= Ryszard Ochyra =

Polish bryologist

Ryszard Ochyra (born 1949) is a Polish bryologist. He has focused on moss systematics of the Southern Hemisphere, specifically in the families Amblystegiaceae, Dicranaceae, Grimmiaceae, and Seligeriaceae. Throughout his career, he has described 48 species of moss considered new to science.

==Biography==
Ochyra was born on 10 September 1949 in Rozbórz, Poland.
He studied biology at Jagiellonian University, and remained at the university for his post-graduate work. He obtained his master's degree in botany in 1972 while studying under Jan Kornaś, and earned his doctorate in 1976.

He took part in the Fourth Antarctic Expedition of the Polish Academy of Sciences, where he studied bryology on King George Island from 1979 to 1980. He was based on Henryk Arctowski Polish Antarctic Station.
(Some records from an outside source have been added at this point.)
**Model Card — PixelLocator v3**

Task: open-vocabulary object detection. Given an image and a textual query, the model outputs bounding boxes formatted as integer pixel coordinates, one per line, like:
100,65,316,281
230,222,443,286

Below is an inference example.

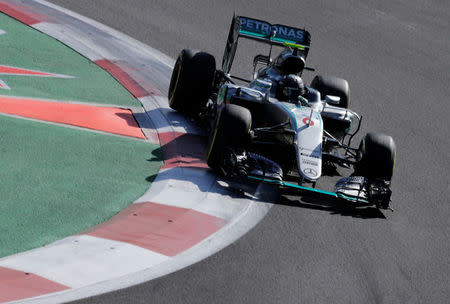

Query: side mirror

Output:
325,95,341,105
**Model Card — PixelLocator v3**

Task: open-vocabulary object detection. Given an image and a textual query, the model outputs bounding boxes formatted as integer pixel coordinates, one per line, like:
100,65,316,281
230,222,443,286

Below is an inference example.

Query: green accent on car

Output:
206,111,222,161
247,175,369,204
239,30,268,38
282,38,306,51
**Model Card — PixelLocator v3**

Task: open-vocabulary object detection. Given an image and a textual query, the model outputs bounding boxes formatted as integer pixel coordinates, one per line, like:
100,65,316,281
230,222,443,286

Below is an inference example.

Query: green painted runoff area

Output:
0,14,162,257
0,13,140,106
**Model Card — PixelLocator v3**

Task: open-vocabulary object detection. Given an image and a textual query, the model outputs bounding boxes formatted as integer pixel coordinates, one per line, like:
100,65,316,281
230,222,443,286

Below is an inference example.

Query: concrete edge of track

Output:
0,0,275,303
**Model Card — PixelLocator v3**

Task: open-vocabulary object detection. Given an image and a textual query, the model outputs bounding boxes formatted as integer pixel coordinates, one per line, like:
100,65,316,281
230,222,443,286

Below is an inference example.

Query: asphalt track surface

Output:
47,0,450,303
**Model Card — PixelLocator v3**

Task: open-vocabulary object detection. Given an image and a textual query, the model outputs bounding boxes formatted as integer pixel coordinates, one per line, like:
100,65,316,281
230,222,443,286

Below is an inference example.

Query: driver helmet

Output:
277,74,306,102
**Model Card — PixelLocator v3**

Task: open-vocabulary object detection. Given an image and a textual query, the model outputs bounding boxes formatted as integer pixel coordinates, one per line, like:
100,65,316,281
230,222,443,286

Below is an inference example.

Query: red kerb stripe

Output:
0,267,69,303
94,59,151,98
88,203,227,256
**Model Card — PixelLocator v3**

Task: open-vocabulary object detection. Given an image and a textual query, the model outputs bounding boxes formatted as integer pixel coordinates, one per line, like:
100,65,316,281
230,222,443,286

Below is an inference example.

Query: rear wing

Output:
222,16,311,74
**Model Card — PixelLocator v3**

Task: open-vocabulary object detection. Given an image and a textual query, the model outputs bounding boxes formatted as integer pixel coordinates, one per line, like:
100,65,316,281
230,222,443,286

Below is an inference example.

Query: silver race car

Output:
169,16,395,209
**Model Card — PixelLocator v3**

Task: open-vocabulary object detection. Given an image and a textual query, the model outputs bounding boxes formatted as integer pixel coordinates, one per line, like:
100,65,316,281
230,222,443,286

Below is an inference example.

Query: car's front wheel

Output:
168,49,216,116
206,104,252,173
354,133,396,182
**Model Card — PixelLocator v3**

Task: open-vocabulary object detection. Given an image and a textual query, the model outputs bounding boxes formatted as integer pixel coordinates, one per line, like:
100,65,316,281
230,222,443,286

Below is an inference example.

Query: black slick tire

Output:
354,133,396,182
168,49,216,116
206,104,252,170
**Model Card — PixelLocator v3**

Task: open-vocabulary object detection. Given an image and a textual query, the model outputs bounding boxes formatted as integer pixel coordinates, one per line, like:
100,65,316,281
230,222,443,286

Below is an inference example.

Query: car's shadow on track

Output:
277,193,386,219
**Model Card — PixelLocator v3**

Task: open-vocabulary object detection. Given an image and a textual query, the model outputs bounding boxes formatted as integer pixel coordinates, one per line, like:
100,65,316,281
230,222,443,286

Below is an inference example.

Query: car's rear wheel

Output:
206,104,252,172
311,75,350,109
354,133,396,182
168,49,216,116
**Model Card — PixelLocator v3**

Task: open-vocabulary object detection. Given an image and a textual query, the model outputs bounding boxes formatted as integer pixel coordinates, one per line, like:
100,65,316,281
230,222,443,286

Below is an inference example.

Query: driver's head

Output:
277,74,306,102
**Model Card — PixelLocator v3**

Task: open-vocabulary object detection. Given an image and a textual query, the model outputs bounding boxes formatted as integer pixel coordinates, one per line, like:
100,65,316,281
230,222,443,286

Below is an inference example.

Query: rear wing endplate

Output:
222,16,311,74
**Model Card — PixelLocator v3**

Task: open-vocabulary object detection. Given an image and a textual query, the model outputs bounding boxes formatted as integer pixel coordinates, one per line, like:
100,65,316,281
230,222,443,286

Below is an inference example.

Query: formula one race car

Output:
169,16,395,209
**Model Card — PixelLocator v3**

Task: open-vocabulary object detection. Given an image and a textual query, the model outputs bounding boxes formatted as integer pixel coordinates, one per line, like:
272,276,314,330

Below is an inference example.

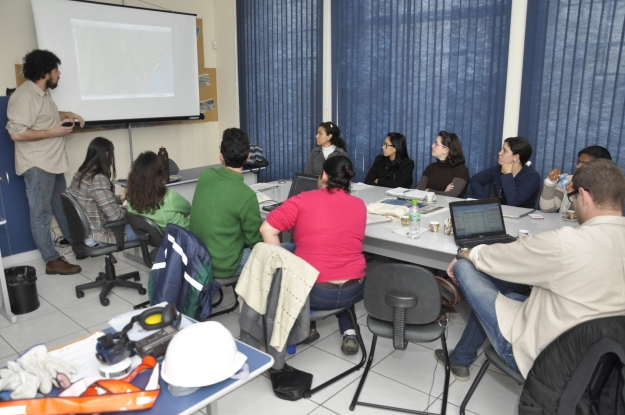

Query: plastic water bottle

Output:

In 1986, Ochyra married Halina Bednarek-Ochyra, a noted bryologist and botanist. Together they have undertook several bryological expeditions and made large contributions to the herbarium of the Polish Academy of Sciences.

==Legacy==
In 1986, botanist and mycologist Jiří Váňa circumscribed the moss genus Ochyraea, which is in the family Amblystegiaceae and named in Rysard's honor.

==Works==
Between 1974 and 2019, Ochyra published 1,580 works. He has described or coauthored 48 new species of moss. Between 1978 and 2000, Ochyra co-edited and distributed five bryophyte exsiccata series, among others Musci Poloniae exsiccati, ab Instituto Botanico Academiae Scientiarum Polonae editi, Bryophyta Antarctica exsiccata and together with Tamás Pócs Bryophyta Africana selecta.